Our study has several strengths. We identified up to 14,678 CRS cases from the CGRD database, which comprised more than 14% of inpatient coverage of Taiwan [30], and the characteristics of the study population were similar to those of the population in our previous population-based nationwide study in Taiwan [17]; therefore, the results of this study could present real-world evidence. In addition, the Registry of Catastrophic Illness Patients Database affiliated with the National Health Insurance Research Database was used to confirm the SS diagnoses of the patients and to confirm their CRS diagnoses depending not only on CRS-related ICD-9 codes but also on surgery codes specifically by otolaryngologists. It provided accurate and reliable patient data.

In addition, the strong point of this research was that the bacterial cultures of the sinusitis cases were based on the pus obtained during surgical operations. They differed from the bacterial cultures of the nasal secretions collected in the outpatient clinic. These bacterial culture results could be more accurate and better represent the actual pathogenic bacteria of sinusitis. Although we only collected data on the results of sinusitis strains of patients who underwent surgery, it could not represent the status of all sinusitis cases; however, patients who need surgery are generally considered to have more serious or refractory disease manifestation and are clinically difficult to treat. In our study, the analysis of the bacterial species responsible for sinusitis in patients who agreed to undergo surgery was beneficial to clinicians for subsequent reference for the selection of antibiotics.

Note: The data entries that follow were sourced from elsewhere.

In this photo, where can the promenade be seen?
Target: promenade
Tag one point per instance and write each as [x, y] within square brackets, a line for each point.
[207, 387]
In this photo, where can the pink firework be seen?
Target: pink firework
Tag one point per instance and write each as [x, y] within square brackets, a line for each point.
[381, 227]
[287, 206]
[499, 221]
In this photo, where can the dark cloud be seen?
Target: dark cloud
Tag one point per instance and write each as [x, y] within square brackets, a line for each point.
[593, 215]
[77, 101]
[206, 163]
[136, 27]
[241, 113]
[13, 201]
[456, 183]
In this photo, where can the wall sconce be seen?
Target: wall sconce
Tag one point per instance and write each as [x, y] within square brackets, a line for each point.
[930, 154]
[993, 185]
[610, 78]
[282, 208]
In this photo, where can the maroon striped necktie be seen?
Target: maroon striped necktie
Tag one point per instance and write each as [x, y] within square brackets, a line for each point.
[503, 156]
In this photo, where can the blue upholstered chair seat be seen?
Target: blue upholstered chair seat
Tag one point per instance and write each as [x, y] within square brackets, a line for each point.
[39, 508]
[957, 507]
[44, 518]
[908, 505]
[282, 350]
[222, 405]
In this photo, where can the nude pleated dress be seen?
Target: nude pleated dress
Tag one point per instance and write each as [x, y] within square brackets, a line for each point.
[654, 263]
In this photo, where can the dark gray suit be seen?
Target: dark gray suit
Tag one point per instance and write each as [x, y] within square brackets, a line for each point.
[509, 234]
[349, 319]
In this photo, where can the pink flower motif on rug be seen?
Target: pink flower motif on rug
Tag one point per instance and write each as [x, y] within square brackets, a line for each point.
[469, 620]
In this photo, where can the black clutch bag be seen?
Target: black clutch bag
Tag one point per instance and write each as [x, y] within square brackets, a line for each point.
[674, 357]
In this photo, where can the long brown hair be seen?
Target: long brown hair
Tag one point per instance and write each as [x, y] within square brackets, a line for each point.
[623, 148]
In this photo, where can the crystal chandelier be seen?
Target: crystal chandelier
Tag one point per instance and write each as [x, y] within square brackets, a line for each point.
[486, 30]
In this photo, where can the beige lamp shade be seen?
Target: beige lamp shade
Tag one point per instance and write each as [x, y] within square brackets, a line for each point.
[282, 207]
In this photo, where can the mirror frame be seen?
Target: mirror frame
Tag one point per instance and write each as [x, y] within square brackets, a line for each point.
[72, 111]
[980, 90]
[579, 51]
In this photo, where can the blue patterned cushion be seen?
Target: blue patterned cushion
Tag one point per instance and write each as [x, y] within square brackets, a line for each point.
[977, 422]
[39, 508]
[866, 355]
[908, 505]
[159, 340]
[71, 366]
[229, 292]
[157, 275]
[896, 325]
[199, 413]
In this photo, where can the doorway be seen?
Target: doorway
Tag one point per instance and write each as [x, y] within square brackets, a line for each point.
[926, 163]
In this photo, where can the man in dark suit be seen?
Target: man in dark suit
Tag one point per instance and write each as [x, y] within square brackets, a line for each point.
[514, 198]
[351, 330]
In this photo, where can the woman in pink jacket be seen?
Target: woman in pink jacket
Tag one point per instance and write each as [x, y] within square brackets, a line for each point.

Our study also has some limitations. For patients with sinusitis, most of the bacterial culture results varied. Nevertheless, we added up the proportion of each bacterial species and compared the difference between SS-CRS and non-SS-CRS, but in fact, the bacterial compositions in patients with CRS were complicated. In addition, age and other comorbidities may be a source of potential bias that could affect the results. Although, the demographic characteristics and comparison of bacterial growth of SS-CRS and non-SS-CRS (Additional file 2: Table S2 and Additional file 3: Table S3) as well as the percentages of top three bacterial genera and species of facultative anaerobes or aerobes and anaerobe in the age of SS-CRS and non-SS-CRS (Additional files 4 and 5: Figs. S1 and S2) were investigated, but the numbers of SS-CRS used for bacterial composition analysis were insufficient to provide matching data on these confounding factors. In the follow-up study, more data for predictive analysis of age and other system diseases and the relationship between the disease severity and pathogenic bacteria as well as the linkage between the bacteria and SS disease activity, and the changes in trends of bacteria, and their antibiotic resistance over time are all areas worthy of research and discussion.

Conclusions

P. aeruginosa is a major aerobic pathogen in SS-CRS that is different from patients with non-SS-CRS. As for anaerobic bacteria, Fusobacterium infection should be paid attention to in patients with SS-CRS. In addition, drug-resistant pathogens containing MRSA and MDRAB, accounted for a higher proportion of SS-CRS than of non-SS-CRS. The above findings on the characteristics of pathogenic bacteria for SS-CRS could provide clinicians with important references when selecting antibiotics to treat CRS.